【妖精エウリーの小さなお話】クモの国の少年【25】
そして糸の細さは身体相応。仔グモの糸は見えるか見えないかの細さ。でも地べたが見えないほどに集まって、その数で糸を出されれば話は別。私の足下はあっという間に糸で真っ白。
……ゆたか君の目したところが理解できます。同じように数にモノを言わせて橋を架けよう。
少し遅れてギガノトアラクネが到着しました。
事情を説明し、許可を求めます。
〈行ってみたい子!〉
呼びかけに今度はそれこそクモの子を散らす、そのもの。あれほどいた子グモは怖い怖いと逃げてしまい、残ったのは十匹ほど。

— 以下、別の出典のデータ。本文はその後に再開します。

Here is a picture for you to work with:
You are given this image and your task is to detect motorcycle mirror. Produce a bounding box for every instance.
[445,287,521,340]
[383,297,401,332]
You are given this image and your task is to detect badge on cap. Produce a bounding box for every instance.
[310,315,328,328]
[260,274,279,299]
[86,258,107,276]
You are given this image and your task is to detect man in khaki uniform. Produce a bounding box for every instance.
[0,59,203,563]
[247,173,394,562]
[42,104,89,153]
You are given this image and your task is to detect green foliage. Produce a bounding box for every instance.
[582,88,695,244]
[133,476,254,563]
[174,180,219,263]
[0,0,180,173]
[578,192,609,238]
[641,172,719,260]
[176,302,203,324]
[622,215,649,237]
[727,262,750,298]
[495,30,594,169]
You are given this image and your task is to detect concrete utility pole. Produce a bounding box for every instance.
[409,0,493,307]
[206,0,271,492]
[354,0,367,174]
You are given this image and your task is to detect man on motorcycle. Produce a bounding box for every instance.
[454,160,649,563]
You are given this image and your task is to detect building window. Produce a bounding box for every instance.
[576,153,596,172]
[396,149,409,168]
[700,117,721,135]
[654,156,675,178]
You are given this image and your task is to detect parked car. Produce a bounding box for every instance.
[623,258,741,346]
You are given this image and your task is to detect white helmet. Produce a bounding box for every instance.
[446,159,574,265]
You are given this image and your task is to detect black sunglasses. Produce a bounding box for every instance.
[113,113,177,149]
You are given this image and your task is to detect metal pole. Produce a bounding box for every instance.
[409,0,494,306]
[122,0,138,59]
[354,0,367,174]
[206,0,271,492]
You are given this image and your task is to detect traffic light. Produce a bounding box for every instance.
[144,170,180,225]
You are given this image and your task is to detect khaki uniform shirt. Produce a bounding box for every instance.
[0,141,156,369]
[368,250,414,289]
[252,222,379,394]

クモは本質的に臆病な生き物です。クモが巣にいる時、わずかな振動にはエサかと飛んできますが、振動がある程度の大きさを越えると逆に逃げ出してしまいます。黄色いシマシマのナガコガネグモは巣を揺らして威嚇しますが、更に飛びかかってくるような事はありません。威嚇が無効と判れば、巣から糸引いてぶら下がり、草の裏などに隠れます。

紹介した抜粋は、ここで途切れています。